Sandplace to Looe
The lane joins a lane and becomes a road with a central white line instead of a spine of grass. The road becomes a road without space for people walking. The walk becomes car-van-car rush and whoosh past of canal air mud geese pheasant clack and kill. The train trundles by, oblivious, empty.
This is a B road that goes properly from A to B, that carries us to our business, about our business, to B&Bs and Airbnbs and down to the beaches. I stand at the bus stop layby under banks of wispy seed heads and the die-back of Himalayan balsam, beautiful, invasive.
Please notify the authorities of alien species. They will clog our waterways.
The tractor doesn’t slow down. I push myself into the hedge, leaning hard into bramble, blackthorn, mud. I smile up in the direction of the cab and try not to breathe pig shit as soiled straw is flung out from the back of the trailer.
Free of trees, into the open, cars heading for the open sea as if they are carrying cargoes of import; ore, granite, the wealth of past-times, and then sand back to the fields, to Sandplace, and the lime kilns for its burning.
Cartography.
A tracing.
I take a photo of myself in one of those round mirrors that help drivers pull out safely when they can’t see.
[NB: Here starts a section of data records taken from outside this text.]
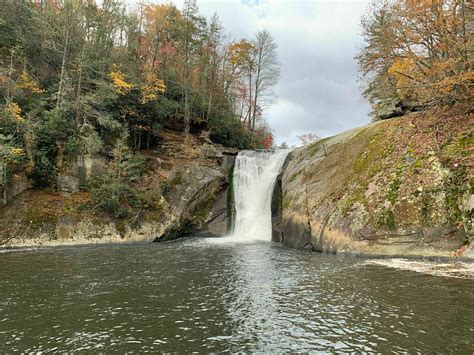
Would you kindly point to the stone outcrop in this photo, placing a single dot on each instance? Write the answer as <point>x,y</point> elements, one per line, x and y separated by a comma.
<point>194,172</point>
<point>391,188</point>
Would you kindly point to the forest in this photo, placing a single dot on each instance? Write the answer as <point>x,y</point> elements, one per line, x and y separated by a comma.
<point>418,54</point>
<point>87,78</point>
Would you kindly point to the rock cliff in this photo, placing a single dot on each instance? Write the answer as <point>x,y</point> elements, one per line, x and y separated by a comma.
<point>395,187</point>
<point>190,177</point>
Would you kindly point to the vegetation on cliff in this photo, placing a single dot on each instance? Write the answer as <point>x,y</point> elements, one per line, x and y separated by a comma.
<point>83,79</point>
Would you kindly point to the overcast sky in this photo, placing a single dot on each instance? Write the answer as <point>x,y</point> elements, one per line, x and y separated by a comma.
<point>317,40</point>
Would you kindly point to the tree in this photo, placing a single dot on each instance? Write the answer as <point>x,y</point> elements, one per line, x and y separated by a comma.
<point>267,73</point>
<point>308,138</point>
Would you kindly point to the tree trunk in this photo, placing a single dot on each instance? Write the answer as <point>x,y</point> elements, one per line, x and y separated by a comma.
<point>63,69</point>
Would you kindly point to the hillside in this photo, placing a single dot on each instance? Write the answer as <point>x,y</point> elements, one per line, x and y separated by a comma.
<point>395,187</point>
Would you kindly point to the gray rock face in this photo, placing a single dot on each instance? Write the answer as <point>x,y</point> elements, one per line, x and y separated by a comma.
<point>358,193</point>
<point>199,199</point>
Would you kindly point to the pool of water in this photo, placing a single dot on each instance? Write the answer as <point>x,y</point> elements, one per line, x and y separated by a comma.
<point>196,295</point>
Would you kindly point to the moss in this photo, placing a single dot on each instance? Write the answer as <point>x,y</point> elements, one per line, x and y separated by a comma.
<point>37,218</point>
<point>120,225</point>
<point>177,180</point>
<point>394,186</point>
<point>461,146</point>
<point>387,219</point>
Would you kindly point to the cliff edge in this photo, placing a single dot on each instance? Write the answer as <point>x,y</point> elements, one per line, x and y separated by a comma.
<point>395,187</point>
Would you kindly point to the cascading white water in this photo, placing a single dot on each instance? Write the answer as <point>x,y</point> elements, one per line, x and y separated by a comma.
<point>255,173</point>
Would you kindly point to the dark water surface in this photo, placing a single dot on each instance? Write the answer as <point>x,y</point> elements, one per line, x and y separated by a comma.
<point>195,295</point>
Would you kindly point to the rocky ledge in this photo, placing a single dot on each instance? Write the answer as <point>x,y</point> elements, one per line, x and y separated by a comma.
<point>190,177</point>
<point>397,187</point>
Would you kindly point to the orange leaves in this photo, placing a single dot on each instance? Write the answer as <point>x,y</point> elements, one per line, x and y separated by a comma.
<point>153,85</point>
<point>29,84</point>
<point>418,51</point>
<point>118,81</point>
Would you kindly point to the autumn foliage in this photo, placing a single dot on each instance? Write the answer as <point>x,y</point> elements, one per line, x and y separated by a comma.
<point>418,52</point>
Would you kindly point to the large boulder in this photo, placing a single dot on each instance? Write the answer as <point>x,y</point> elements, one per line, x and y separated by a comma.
<point>390,188</point>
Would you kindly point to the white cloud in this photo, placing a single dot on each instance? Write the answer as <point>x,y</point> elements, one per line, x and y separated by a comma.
<point>318,91</point>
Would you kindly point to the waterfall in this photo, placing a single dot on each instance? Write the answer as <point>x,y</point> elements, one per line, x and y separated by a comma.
<point>255,173</point>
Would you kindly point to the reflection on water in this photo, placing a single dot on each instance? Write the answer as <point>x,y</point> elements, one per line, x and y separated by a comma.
<point>202,296</point>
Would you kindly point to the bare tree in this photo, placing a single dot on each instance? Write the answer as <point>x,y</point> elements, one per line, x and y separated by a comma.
<point>267,73</point>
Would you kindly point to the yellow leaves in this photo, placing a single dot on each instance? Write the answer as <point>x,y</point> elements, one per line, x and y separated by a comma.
<point>240,52</point>
<point>149,90</point>
<point>15,110</point>
<point>29,84</point>
<point>153,86</point>
<point>118,81</point>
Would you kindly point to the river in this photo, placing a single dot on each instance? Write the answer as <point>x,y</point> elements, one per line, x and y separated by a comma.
<point>198,295</point>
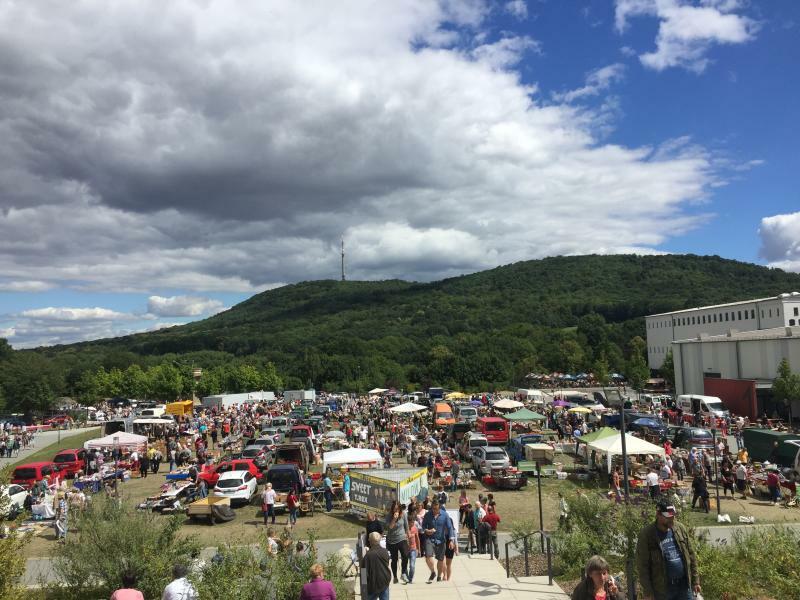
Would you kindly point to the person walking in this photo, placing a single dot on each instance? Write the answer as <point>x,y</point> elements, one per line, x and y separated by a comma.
<point>376,563</point>
<point>597,583</point>
<point>144,465</point>
<point>397,539</point>
<point>318,588</point>
<point>492,519</point>
<point>328,491</point>
<point>292,506</point>
<point>128,590</point>
<point>437,527</point>
<point>268,497</point>
<point>414,543</point>
<point>665,559</point>
<point>180,588</point>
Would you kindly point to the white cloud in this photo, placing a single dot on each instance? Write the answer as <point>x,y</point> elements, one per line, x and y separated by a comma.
<point>518,9</point>
<point>183,306</point>
<point>506,52</point>
<point>200,147</point>
<point>780,241</point>
<point>25,286</point>
<point>52,313</point>
<point>686,32</point>
<point>597,81</point>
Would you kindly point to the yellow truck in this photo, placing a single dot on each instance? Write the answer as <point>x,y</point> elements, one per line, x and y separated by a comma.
<point>180,408</point>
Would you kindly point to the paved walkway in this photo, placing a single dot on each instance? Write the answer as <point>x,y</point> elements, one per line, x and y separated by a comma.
<point>475,577</point>
<point>42,440</point>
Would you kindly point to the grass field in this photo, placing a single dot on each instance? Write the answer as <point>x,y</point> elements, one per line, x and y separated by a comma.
<point>48,452</point>
<point>514,507</point>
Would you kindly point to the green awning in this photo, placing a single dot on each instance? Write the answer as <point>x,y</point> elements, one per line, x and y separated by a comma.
<point>523,414</point>
<point>601,433</point>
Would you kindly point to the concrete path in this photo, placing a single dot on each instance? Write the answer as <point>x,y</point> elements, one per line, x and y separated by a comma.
<point>42,440</point>
<point>474,577</point>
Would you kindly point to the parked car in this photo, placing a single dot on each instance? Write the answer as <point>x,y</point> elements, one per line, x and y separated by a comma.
<point>15,495</point>
<point>285,477</point>
<point>260,455</point>
<point>470,442</point>
<point>28,474</point>
<point>692,437</point>
<point>466,413</point>
<point>71,461</point>
<point>457,431</point>
<point>212,474</point>
<point>484,459</point>
<point>240,486</point>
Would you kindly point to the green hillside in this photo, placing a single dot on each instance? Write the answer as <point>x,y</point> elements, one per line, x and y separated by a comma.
<point>476,331</point>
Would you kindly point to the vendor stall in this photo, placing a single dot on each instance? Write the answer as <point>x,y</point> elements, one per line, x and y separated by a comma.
<point>612,445</point>
<point>354,458</point>
<point>126,442</point>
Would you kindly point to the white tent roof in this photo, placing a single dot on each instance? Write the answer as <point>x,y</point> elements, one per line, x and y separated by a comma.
<point>351,456</point>
<point>612,445</point>
<point>121,440</point>
<point>506,403</point>
<point>406,407</point>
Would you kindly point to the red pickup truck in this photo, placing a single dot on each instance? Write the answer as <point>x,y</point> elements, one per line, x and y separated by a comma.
<point>211,474</point>
<point>71,461</point>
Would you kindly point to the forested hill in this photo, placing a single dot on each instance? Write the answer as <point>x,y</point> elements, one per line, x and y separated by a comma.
<point>485,329</point>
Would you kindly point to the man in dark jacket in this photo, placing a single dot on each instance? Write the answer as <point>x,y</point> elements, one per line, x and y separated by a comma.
<point>665,559</point>
<point>376,562</point>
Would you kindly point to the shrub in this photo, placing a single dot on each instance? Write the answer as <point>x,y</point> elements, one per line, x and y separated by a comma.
<point>238,573</point>
<point>109,538</point>
<point>11,557</point>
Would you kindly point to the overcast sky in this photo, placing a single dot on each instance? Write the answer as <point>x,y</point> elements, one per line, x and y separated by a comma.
<point>161,161</point>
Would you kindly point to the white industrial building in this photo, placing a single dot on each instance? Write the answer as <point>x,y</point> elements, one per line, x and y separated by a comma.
<point>738,367</point>
<point>748,315</point>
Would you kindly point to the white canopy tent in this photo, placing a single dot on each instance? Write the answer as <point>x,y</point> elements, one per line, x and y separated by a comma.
<point>121,440</point>
<point>509,404</point>
<point>360,458</point>
<point>612,445</point>
<point>408,407</point>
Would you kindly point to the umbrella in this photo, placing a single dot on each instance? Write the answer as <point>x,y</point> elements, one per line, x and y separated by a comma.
<point>407,407</point>
<point>647,422</point>
<point>333,433</point>
<point>505,403</point>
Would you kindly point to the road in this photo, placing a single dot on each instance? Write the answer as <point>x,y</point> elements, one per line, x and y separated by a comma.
<point>39,569</point>
<point>42,440</point>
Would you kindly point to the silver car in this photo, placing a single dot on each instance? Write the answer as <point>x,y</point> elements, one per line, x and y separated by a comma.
<point>487,458</point>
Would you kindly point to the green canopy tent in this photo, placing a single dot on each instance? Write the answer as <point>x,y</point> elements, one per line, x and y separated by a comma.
<point>601,433</point>
<point>523,414</point>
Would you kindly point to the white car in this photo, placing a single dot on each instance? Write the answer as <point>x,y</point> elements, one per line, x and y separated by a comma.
<point>14,499</point>
<point>239,486</point>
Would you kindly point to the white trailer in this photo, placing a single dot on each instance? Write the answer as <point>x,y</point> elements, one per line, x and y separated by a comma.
<point>299,395</point>
<point>228,400</point>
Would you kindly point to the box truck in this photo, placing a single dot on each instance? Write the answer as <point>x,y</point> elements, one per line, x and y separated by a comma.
<point>374,490</point>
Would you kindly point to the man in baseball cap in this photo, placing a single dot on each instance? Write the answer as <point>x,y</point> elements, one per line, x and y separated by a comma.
<point>665,558</point>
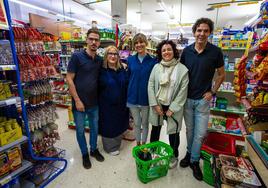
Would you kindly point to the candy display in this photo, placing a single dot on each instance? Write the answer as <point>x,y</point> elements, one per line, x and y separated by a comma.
<point>44,130</point>
<point>5,91</point>
<point>38,92</point>
<point>41,116</point>
<point>5,53</point>
<point>240,79</point>
<point>36,67</point>
<point>9,131</point>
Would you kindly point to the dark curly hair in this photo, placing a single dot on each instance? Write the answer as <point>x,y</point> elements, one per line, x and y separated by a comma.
<point>172,44</point>
<point>200,21</point>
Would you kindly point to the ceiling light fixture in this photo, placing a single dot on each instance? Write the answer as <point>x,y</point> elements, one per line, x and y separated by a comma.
<point>70,18</point>
<point>48,11</point>
<point>29,5</point>
<point>163,6</point>
<point>250,21</point>
<point>103,13</point>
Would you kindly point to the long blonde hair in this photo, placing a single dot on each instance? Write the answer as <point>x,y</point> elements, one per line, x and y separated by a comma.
<point>105,58</point>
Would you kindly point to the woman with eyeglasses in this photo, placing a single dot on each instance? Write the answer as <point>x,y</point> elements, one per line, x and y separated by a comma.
<point>167,91</point>
<point>114,115</point>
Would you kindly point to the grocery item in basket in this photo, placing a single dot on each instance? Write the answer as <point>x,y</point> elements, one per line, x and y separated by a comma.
<point>244,163</point>
<point>237,176</point>
<point>145,155</point>
<point>228,160</point>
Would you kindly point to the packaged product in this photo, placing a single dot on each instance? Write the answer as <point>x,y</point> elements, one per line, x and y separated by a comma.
<point>4,166</point>
<point>235,176</point>
<point>218,123</point>
<point>14,158</point>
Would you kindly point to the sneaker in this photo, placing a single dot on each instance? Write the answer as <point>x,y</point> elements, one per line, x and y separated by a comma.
<point>97,155</point>
<point>185,162</point>
<point>86,161</point>
<point>114,153</point>
<point>197,173</point>
<point>173,162</point>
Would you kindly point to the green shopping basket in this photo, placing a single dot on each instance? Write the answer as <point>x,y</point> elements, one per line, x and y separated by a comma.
<point>158,166</point>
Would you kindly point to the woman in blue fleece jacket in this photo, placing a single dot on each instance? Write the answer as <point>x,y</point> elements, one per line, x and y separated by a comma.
<point>139,68</point>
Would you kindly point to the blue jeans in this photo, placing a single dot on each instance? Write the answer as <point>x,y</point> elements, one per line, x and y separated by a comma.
<point>79,119</point>
<point>140,117</point>
<point>196,116</point>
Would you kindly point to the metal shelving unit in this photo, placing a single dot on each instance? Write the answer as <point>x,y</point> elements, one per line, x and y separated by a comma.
<point>25,165</point>
<point>15,143</point>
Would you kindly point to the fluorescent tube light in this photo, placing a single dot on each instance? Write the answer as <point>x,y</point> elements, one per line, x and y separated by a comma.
<point>250,21</point>
<point>29,5</point>
<point>103,13</point>
<point>70,18</point>
<point>48,11</point>
<point>163,6</point>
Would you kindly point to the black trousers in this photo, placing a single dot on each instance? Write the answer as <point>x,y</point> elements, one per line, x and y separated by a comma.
<point>174,139</point>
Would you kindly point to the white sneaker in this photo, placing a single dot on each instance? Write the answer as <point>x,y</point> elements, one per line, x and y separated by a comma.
<point>114,153</point>
<point>173,162</point>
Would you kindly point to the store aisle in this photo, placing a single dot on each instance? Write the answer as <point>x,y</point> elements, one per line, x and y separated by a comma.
<point>116,171</point>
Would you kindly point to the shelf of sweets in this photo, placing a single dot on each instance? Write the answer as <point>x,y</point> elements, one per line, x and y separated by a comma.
<point>232,49</point>
<point>26,165</point>
<point>256,159</point>
<point>7,67</point>
<point>22,140</point>
<point>71,125</point>
<point>66,55</point>
<point>9,101</point>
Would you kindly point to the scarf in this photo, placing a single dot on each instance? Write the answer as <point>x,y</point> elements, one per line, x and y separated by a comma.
<point>166,69</point>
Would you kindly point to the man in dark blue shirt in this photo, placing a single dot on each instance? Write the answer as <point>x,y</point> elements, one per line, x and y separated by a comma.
<point>202,59</point>
<point>82,78</point>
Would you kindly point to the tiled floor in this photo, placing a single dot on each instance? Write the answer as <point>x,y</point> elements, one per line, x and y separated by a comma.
<point>116,171</point>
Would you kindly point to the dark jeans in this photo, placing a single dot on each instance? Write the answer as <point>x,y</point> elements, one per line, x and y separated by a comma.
<point>174,139</point>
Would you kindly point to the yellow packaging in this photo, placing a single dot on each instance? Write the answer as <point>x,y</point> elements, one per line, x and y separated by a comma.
<point>14,158</point>
<point>10,136</point>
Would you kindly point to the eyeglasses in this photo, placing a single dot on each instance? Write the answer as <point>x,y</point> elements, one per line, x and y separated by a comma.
<point>93,39</point>
<point>112,54</point>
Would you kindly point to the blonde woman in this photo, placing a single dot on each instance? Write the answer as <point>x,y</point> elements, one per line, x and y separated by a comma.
<point>114,115</point>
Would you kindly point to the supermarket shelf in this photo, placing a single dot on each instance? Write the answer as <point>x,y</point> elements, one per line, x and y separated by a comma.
<point>65,55</point>
<point>258,157</point>
<point>233,49</point>
<point>3,26</point>
<point>60,92</point>
<point>254,48</point>
<point>17,142</point>
<point>7,67</point>
<point>71,125</point>
<point>228,111</point>
<point>52,50</point>
<point>233,134</point>
<point>26,165</point>
<point>74,40</point>
<point>9,101</point>
<point>226,91</point>
<point>62,105</point>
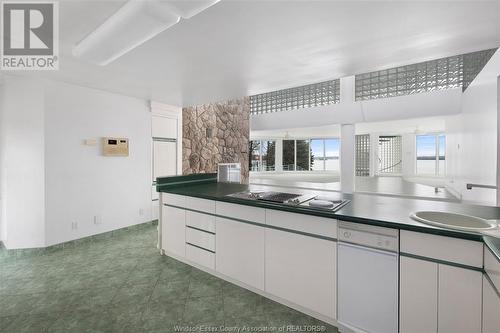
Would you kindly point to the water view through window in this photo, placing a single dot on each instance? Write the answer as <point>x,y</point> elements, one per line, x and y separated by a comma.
<point>431,151</point>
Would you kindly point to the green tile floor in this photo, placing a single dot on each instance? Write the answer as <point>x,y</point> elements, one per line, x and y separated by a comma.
<point>122,284</point>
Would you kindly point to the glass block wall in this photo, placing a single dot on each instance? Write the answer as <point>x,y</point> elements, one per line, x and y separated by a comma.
<point>316,94</point>
<point>362,153</point>
<point>451,72</point>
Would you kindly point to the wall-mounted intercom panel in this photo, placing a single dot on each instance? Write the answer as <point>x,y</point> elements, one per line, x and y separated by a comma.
<point>115,146</point>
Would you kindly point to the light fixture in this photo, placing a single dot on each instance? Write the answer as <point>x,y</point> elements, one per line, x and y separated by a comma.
<point>133,24</point>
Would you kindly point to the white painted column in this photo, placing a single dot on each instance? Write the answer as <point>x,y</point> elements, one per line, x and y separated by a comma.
<point>347,157</point>
<point>347,89</point>
<point>373,154</point>
<point>279,155</point>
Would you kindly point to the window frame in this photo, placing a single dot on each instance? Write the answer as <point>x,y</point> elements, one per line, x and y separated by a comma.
<point>436,173</point>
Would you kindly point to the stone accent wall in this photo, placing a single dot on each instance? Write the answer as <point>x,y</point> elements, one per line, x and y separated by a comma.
<point>216,133</point>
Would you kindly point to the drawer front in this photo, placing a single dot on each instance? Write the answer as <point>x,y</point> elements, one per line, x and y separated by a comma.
<point>200,257</point>
<point>173,230</point>
<point>200,221</point>
<point>174,200</point>
<point>202,205</point>
<point>241,212</point>
<point>304,223</point>
<point>449,249</point>
<point>492,267</point>
<point>200,238</point>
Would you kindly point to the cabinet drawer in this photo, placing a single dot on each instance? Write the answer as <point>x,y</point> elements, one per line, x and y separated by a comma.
<point>492,267</point>
<point>300,222</point>
<point>241,212</point>
<point>174,200</point>
<point>200,221</point>
<point>173,230</point>
<point>203,205</point>
<point>200,257</point>
<point>200,238</point>
<point>449,249</point>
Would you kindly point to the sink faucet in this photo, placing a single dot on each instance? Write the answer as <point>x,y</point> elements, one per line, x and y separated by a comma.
<point>470,186</point>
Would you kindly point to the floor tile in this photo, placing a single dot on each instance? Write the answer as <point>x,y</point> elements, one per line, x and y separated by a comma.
<point>173,290</point>
<point>31,323</point>
<point>205,286</point>
<point>122,284</point>
<point>134,294</point>
<point>204,310</point>
<point>5,322</point>
<point>239,302</point>
<point>162,315</point>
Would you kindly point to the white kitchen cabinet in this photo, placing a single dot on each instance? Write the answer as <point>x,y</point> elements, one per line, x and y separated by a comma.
<point>164,127</point>
<point>174,230</point>
<point>491,307</point>
<point>164,159</point>
<point>302,269</point>
<point>418,296</point>
<point>240,251</point>
<point>439,298</point>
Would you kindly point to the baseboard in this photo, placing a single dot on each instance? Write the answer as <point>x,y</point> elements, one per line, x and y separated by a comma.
<point>16,253</point>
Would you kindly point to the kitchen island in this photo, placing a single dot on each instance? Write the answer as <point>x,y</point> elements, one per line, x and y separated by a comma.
<point>445,280</point>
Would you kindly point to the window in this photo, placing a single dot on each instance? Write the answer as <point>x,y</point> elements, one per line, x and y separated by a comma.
<point>268,155</point>
<point>332,154</point>
<point>288,155</point>
<point>431,150</point>
<point>303,155</point>
<point>254,160</point>
<point>262,155</point>
<point>325,154</point>
<point>317,154</point>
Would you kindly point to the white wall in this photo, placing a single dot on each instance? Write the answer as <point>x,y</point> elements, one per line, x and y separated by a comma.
<point>49,179</point>
<point>472,138</point>
<point>22,163</point>
<point>82,183</point>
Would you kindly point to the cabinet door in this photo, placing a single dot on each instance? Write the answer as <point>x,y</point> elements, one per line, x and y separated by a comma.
<point>302,270</point>
<point>491,308</point>
<point>239,251</point>
<point>459,300</point>
<point>173,230</point>
<point>164,159</point>
<point>418,296</point>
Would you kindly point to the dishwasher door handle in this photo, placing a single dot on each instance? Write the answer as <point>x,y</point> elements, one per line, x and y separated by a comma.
<point>366,247</point>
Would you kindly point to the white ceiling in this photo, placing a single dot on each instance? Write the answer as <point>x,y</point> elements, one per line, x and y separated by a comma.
<point>238,48</point>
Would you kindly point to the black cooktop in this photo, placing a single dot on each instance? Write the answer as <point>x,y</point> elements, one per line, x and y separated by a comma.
<point>280,197</point>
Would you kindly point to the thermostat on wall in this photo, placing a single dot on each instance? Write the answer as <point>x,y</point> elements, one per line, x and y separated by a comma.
<point>115,146</point>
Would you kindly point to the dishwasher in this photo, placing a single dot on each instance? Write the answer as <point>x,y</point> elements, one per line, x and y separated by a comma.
<point>367,278</point>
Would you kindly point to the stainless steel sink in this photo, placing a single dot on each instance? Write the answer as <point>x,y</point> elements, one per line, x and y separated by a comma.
<point>454,221</point>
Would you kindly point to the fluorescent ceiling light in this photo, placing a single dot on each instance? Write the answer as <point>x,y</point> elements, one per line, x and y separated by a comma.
<point>132,25</point>
<point>189,8</point>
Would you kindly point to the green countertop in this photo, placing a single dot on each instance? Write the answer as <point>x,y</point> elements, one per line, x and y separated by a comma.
<point>376,210</point>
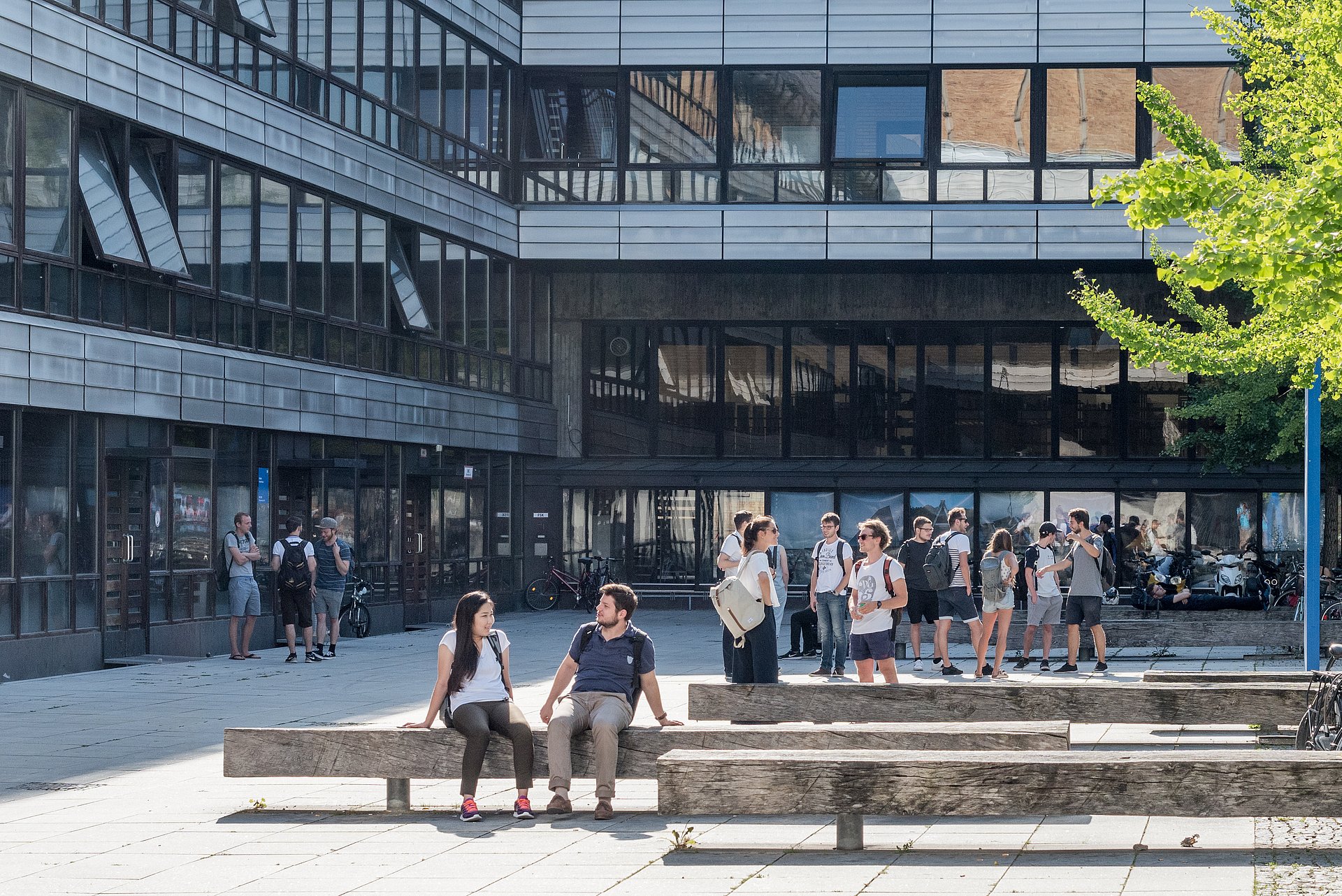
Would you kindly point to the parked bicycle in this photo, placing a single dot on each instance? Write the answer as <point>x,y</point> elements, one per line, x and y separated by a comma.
<point>544,593</point>
<point>1321,726</point>
<point>353,609</point>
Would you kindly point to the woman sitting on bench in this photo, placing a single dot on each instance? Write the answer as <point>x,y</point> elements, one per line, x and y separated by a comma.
<point>472,681</point>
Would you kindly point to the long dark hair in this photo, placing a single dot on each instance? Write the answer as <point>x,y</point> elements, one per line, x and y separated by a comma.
<point>466,656</point>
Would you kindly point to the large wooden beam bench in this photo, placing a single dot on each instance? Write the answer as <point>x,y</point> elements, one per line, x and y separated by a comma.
<point>401,754</point>
<point>1078,702</point>
<point>898,782</point>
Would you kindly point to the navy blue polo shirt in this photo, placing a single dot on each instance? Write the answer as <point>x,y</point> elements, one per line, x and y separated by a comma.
<point>608,665</point>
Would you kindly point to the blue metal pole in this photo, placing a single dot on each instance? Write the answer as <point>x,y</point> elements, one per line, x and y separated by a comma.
<point>1313,516</point>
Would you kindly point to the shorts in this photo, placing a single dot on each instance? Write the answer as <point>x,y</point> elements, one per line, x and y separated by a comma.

I capture my blurry refection, and imagine light bouncing, focusing, bouncing, back and forth, leaving traces like bullet trajectories, like a straight-lined diagram explaining sight and light and focal points. Reflection, refraction, diffraction. I am a hall of mirrors. A pony sticks its head over a fence to watch me.
The valley sides draw back, and there is much, much more sky. Much more air. Like a new world.